Washington Redskins owner Dan Snyder will reportedly meet with NFL commissioner Roger Goodell this week over the team's controversial name. Snyder, who has more or less promised to defend the Redskins' name forever and ever, has faced increasing scrutiny in recent months for his commitment to the derogatory moniker. 

Here's more from the Washington Post

The person, speaking on the condition of anonymity because neither the league nor the team had publicly confirmed the meeting, said there is no indication that Snyder has modified his stance about changing the name. The meeting between Snyder and Goodell “is to get more of an understanding from the club as to how it plans to address the issue,” according to the person with knowledge of the situation.

Given that league officials are scheduled to meet with the Oneida Indian Nation on Wednesday about offensive team names, some, including the Post, are cautiously speculating that the Snyder meeting could happen Tuesday. The Oneida Indian Nation is behind a "Change the Mascot" campaign launched in recent months, as even President Obama weighed in on the Washington D.C.'s football team name. Obama, you'll remember, said that the name was "offending a sizable group of people," and if it were up to him, he'd "think about changing it." 

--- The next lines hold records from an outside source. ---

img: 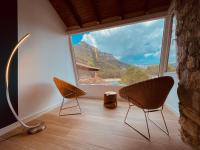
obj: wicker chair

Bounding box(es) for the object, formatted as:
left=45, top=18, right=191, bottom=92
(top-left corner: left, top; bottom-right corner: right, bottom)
left=53, top=77, right=86, bottom=116
left=119, top=76, right=174, bottom=140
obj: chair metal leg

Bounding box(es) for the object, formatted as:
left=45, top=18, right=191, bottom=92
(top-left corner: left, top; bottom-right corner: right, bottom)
left=59, top=97, right=81, bottom=116
left=147, top=109, right=169, bottom=136
left=124, top=103, right=151, bottom=141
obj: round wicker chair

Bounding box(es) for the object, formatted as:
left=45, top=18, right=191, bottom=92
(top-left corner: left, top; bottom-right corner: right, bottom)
left=53, top=77, right=86, bottom=116
left=119, top=76, right=174, bottom=140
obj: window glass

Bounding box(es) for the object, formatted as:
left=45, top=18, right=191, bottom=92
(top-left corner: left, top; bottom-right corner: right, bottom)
left=167, top=16, right=177, bottom=72
left=72, top=19, right=164, bottom=85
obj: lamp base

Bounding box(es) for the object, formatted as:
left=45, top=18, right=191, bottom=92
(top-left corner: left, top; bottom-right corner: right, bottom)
left=27, top=122, right=46, bottom=134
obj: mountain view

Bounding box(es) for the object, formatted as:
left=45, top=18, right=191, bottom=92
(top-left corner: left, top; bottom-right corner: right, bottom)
left=71, top=18, right=176, bottom=85
left=74, top=42, right=175, bottom=85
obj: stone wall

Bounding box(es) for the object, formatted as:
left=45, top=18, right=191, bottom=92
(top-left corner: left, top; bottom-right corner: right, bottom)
left=175, top=0, right=200, bottom=149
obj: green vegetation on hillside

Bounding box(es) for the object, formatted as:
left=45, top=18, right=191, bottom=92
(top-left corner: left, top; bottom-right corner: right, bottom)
left=74, top=42, right=176, bottom=84
left=121, top=66, right=149, bottom=84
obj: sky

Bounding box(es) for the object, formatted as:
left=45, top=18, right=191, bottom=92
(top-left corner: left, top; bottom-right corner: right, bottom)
left=72, top=19, right=175, bottom=65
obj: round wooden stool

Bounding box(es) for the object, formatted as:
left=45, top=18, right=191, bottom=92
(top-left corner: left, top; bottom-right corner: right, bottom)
left=104, top=91, right=117, bottom=108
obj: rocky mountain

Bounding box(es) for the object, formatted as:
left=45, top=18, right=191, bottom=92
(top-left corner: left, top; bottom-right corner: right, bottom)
left=74, top=42, right=129, bottom=78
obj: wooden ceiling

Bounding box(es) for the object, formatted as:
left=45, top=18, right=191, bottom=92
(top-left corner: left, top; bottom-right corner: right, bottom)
left=49, top=0, right=171, bottom=33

But what does Goodell think? That's a bit harder to pin down. In a recent interview, the commissioner, who grew up as a D.C.-area fan of the Redskins, has indicated that he has a strong appreciation of the "tradition" argument employed by some to try and keep the name. But he also has a league to run, and has indicated that he's open to hearing arguments for changing the name: 

"We also have to be sensitive enough to at least listen and see what it is we can do if we're insulting any element of our fan base and or not our fan base for that matter. We need to see what we can do. We need to listen, we need to engage and try to understand what it is."

That quote is from October.  In February, Goodell's public remarks on the name were overtly in support of Snyder: "I think Dan Snyder and the organization have made it very clear that they are proud of that name and that heritage," he said,  "and I think the fans are, too." But that change of emphasis doesn't necessarily mean a change of opinion. We know that Snyder's opinion remains the same. 

Meanwhile, a handful of general interest and sports publications, including Slate and Sports Illustrated writer Peter King, have decided to drop the name from their pages even if Snyder et al. won't make the change. Conservative commenters have gone in the opposite direction, more or less, making the Redskins' issue into an example of liberal political correctness. That's even after conservative columnist Charles Krauthammer tried to make an argument from the right for supporting a Redskins name change.